Bild: © Lee Friedlander

Sieben Jahre lang bereitete Thomas Zander die aktuelle Ausstellung in seiner Galerie in der Schönhauser Straße vor, weit länger als die meisten anderen. Diesmal nämlich zeigt er ausnahmsweise nicht nur Fotografie, sondern stellt Arbeiten des Fotografen Lee Friedlander filigranen Zeichnungen des Malers Pierre Bonnard gegenüber.

Was verbindet den amerikanischen Fotografen, der seine fotografische Karriere in den vierziger Jahren begann mit dem im neunzehnten Jahrhundert geborenen französischen Maler, der als antimodern galt und über den Picasso befand, man dürfe im zwanzigsten Jahrhundert nicht mehr so malen wie Bonnard?

Für Galerist Thomas Zander liegt das auf der Hand: die skizzenhaft flüchtigen Zeichnungen Bonnards muten wie Wegbereiter der Street-Fotografie an, zu deren Pioniere Friedlander gehörte. Mehr noch - zur damaligen Zeit waren die Skizzen den Fotografien an Schnelligkeit weit voraus, weil die Digitalfotografie noch in weiter Ferne lag. Bonnard begann um die Jahrhundertwende selbst, sich für die Arbeit mit der Kamera zu begeistern, doch die schnellen Notate, auf deren Grundlage er im Atelier Gemälde erstellte, waren zeichnerische, gleichsam wie gezeichnete Schnappschüsse anmutend.

Lee Friedlander, West Texas, 1997, Silbergelatineabzug, 24 x 20 inch / 61.0 x 50.8 cm / © Lee Friedlander, courtesy Galerie Thomas Zander, Köln und Fraenkel Gallery, San Francisco

Im Dialog mit den Zeichnungen Bonnards stehen Fotos des Street-Fotografie-Pioniers Lee Friedlander. In diesem Fall aber nicht die Straßenszenen, mit denen er weltberühmt geworden ist, sondern mit Landschaftsaufnahmen, Detailansichten von Bäumen und Geäst, die in ihrer filigranen Komposition wiederum an Zeichnungen erinnern.
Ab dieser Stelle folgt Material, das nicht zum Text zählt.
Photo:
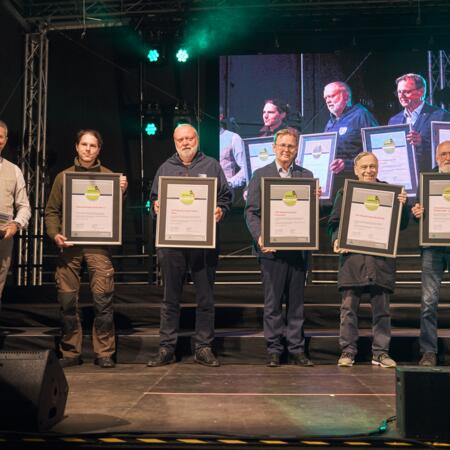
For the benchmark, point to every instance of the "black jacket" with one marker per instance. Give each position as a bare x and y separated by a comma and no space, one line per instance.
358,270
201,165
253,210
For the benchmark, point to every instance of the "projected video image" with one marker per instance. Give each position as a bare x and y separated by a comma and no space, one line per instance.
339,93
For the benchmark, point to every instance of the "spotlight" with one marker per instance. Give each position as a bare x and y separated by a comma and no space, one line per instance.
152,123
153,55
181,114
182,55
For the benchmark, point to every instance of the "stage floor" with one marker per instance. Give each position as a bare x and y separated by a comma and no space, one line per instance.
233,400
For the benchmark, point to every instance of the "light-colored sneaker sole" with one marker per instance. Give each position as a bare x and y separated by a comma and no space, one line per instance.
346,364
384,366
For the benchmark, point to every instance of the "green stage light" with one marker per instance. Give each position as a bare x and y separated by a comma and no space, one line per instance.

Zwei Zitate der beiden Künstler, die an einer der Galeriewände zu lesen sind, spiegeln ihre Geistesverwandtschaft wider - obwohl sich beide nie kennenlernten. „Das Zeichnen ist Empfindung. Die Farbe ist Überlegung." (Pierre Bonnard) „Die Vielfalt der Gefühle bei dem, was ich tue, fasziniert mich. Als Fotograf plane ich nicht voraus. Ich sehe ein Bild, und dann mache ich es. Wenn ich könnte, würde ich meine gesamte Zeit draußen verbringen. Man muss nicht auf die Suche nach Bildern gehen, Material gibt es reichlich. Man geht hinaus, und die Bilder starren einen an."(Lee Friedlander)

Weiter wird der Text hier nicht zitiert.